The literal meaning of the Greek word ‘palingenesia’ is ‘recurrence of birth’, and the term has in it an element of ambiguity. Do we mean the birth again of something which has been born before: for instance, the replacement of an irretrievably damaged civilization by another of the same species? That cannot be what we mean, for that is the aim, not of transfiguration, but of a movement confined within the time-stream—neither archaism nor futurism as we have hitherto used these terms but another movement of the same order. Palingenesia in this sense would be the Wheel of Existence, which the Buddhist philosophy takes for granted and seeks to break by a withdrawal into Nirvana. Yet palingenesia cannot mean the attainment of Nirvana, for the process by which this state of negativity is reached cannot be conceived of as a ‘birth.’

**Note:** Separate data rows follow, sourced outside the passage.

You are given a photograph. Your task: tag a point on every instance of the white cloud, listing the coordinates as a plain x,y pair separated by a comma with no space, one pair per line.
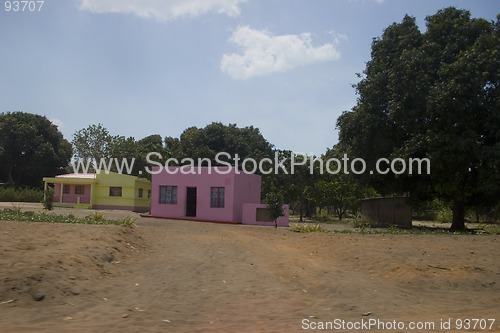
163,10
264,53
57,122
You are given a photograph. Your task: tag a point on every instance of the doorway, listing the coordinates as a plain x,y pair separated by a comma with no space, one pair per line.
191,202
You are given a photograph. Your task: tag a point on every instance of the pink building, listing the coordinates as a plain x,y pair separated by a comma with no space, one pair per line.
220,194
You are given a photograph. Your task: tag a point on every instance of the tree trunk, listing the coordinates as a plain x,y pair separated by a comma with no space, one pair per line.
458,220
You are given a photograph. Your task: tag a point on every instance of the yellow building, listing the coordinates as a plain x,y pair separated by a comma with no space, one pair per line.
101,191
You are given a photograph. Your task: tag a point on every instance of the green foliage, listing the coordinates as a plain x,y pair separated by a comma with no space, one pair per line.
95,142
29,216
306,227
444,215
48,200
11,194
97,216
205,143
432,95
92,142
31,147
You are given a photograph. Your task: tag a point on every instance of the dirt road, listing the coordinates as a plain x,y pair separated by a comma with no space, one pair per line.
181,276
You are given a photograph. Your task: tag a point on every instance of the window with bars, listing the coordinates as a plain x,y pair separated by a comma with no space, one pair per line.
79,189
115,191
217,197
168,195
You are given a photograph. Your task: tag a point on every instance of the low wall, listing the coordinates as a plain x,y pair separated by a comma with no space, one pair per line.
256,214
387,211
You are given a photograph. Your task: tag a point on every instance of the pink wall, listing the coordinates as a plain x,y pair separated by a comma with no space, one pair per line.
239,188
72,197
250,215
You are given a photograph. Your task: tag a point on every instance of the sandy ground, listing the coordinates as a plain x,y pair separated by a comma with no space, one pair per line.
182,276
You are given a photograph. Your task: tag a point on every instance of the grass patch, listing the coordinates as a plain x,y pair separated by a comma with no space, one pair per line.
306,227
28,216
10,194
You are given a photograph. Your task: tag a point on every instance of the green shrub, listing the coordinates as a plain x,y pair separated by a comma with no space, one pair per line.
444,215
10,194
29,216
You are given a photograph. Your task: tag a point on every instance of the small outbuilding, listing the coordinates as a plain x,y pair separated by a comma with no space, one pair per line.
218,194
100,191
387,211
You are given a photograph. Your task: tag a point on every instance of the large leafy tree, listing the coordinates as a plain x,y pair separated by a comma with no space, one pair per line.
435,95
95,142
206,143
31,147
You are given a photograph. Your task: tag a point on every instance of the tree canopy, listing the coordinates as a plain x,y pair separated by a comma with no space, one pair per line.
435,95
31,147
200,143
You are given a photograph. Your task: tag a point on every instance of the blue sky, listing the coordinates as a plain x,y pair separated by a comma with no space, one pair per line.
144,67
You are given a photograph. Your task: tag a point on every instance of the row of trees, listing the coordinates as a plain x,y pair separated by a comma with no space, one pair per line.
432,95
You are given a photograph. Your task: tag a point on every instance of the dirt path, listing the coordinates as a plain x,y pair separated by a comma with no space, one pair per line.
200,277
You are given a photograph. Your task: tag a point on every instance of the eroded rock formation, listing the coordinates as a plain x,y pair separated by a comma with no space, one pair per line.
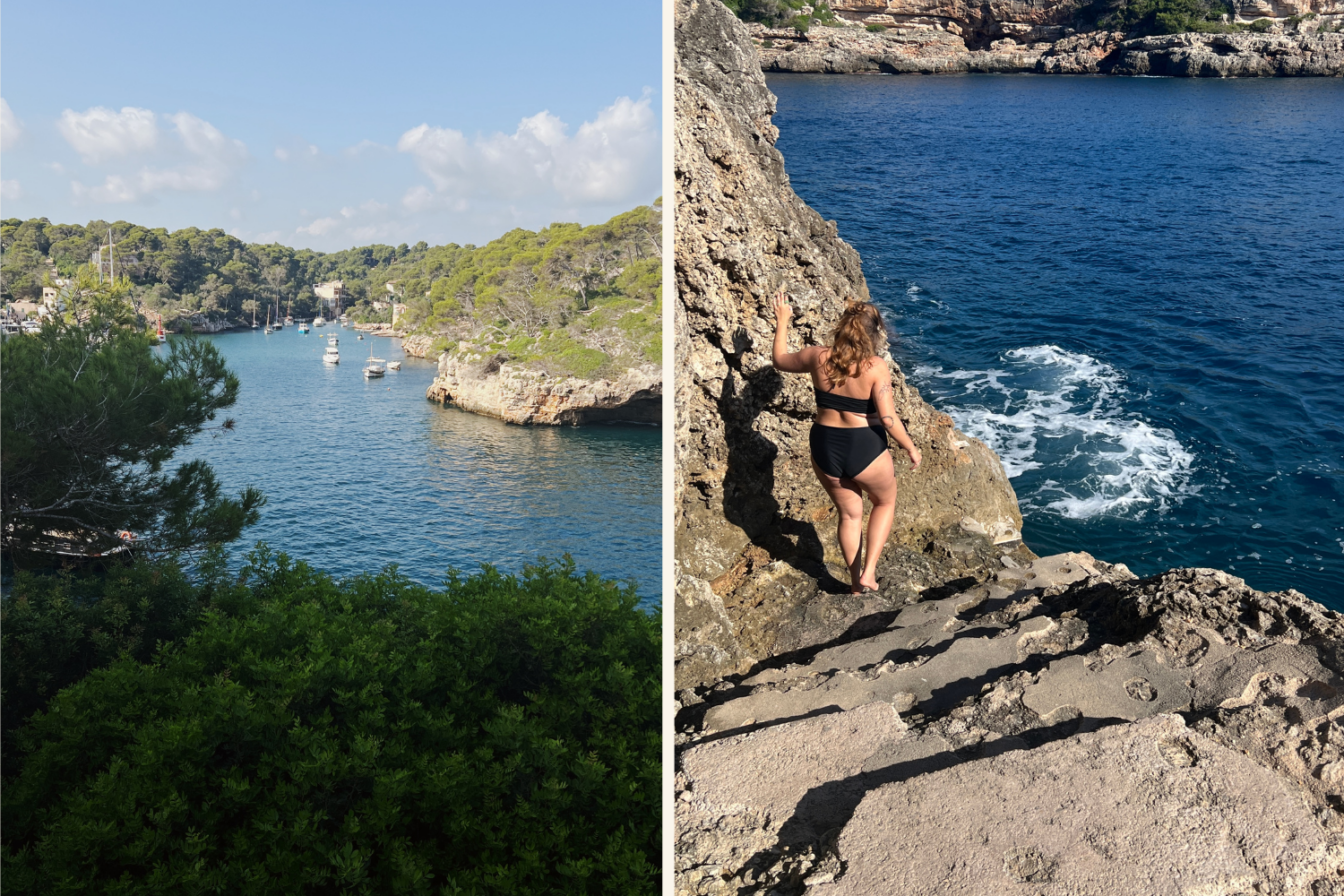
522,394
746,496
1030,46
988,720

But if palingenesia does not mean the attainment of Nirvana either, it can only mean the attainment of another supra-mundane state to which the image of birth can be illuminatingly applied because this other state is a positive state of life—though one in a higher spiritual dimension than the life of This World. That is the palingenesia of which Jesus speaks to Nicodemus:
‘Except a man be born again he cannot see the Kingdom of God’; and which He proclaims elsewhere as the sovereign aim of His own birth in the flesh:
‘I am come that they might have life, and that they might have it more abundantly.’

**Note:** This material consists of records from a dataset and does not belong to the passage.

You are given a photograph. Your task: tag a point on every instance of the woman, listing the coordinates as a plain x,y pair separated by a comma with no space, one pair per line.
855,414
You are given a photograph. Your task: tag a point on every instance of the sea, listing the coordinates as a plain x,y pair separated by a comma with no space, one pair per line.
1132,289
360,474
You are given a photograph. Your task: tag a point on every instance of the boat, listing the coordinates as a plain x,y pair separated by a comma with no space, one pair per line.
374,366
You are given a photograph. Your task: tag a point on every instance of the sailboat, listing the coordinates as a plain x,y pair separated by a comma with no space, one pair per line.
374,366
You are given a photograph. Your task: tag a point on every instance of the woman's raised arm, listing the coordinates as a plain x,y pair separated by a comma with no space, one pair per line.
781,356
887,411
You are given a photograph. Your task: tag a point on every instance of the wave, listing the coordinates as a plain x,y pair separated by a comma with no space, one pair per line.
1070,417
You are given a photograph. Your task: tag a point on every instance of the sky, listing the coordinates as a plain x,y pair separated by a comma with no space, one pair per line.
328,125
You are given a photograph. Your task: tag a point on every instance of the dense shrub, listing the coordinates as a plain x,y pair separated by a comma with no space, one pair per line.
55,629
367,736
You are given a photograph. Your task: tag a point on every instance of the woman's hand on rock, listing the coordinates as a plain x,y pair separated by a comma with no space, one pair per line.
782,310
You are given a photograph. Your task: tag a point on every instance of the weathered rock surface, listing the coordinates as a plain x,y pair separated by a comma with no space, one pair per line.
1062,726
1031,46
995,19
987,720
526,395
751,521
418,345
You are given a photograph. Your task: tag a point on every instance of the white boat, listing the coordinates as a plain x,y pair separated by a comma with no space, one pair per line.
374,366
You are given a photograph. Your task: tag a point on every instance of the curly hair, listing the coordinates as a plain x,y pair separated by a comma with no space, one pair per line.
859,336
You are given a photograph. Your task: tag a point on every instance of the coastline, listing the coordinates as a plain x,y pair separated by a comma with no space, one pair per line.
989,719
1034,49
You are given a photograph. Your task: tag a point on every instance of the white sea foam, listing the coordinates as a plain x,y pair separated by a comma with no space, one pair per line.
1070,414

The theogony which the Muses had once recited to Hesiod, the shepherd of Ascra, at the moment when a growing Hellenic Civilization had been bursting into flower, finds its antiphony in another theogony which was sung to shepherds of Bethlehem by angels at a moment when a disintegrating Hellenic Society was suffering the last agonies of its time of troubles and was falling into the coma of a universal state. The birth of which the angels then sang was not a rebirth of Hellas nor a new birth of other societies of the Hellenic species. It was the birth in the flesh of the King of the Kingdom of God.